Her dad started the engine.

As a senior, instead of being publicly humiliated, Patty became a real player, not just a talent. She all but resided in the field house. She got a three-game basketball suspension for putting a shoulder in the back of a New Rochelle forward who’d elbowed Patty’s teammate Stephanie, and she still broke every school record she’d set the previous year, plus nearly broke the scoring record. Augmenting her reliable perimeter shooting was a growing taste for driving to the basket. She was no longer on speaking terms with physical pain.

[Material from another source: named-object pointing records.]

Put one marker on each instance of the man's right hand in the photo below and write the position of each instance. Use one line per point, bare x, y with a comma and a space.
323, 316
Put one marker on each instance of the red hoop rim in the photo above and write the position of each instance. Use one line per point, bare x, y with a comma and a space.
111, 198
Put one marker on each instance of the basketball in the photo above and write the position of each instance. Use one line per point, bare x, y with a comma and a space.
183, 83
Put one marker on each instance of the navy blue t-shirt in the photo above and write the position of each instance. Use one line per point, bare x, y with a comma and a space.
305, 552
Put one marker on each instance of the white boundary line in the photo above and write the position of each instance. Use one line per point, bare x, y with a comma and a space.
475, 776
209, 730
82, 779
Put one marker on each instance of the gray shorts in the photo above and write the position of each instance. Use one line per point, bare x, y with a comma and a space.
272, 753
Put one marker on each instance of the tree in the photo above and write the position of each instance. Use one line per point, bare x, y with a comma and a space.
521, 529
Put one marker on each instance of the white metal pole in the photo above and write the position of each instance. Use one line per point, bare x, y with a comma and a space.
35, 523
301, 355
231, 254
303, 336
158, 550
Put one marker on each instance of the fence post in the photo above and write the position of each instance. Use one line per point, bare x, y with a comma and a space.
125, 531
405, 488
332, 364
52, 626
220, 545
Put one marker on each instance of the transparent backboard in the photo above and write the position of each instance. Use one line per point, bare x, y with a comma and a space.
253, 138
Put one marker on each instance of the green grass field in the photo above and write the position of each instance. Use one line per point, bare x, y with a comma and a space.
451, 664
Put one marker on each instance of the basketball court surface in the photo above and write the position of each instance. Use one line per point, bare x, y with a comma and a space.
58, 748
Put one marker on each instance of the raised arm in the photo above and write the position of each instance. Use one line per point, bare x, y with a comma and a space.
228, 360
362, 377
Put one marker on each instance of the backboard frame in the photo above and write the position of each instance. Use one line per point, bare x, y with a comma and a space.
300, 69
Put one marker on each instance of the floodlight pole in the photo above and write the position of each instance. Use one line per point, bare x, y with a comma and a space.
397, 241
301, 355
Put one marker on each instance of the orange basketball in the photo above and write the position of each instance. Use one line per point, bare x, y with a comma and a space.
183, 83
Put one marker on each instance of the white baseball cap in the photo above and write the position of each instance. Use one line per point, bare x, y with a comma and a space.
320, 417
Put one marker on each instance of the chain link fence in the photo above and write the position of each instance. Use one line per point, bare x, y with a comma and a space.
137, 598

In the spring, when the local state assemblyman stepped down after long service and the party leadership chose Patty’s mother to run as his replacement, the Posts offered to co-host a fund-raiser in the green luxury of their back yard. Joyce sought Patty’s permission before she accepted the offer, saying she wouldn’t do anything that Patty wasn’t comfortable with, but Patty was beyond caring what Joyce did, and told her so. When the candidate’s family stood for the obligatory family photo, no grief was given to Patty for absenting herself. Her look of bitterness would not have helped Joyce’s cause.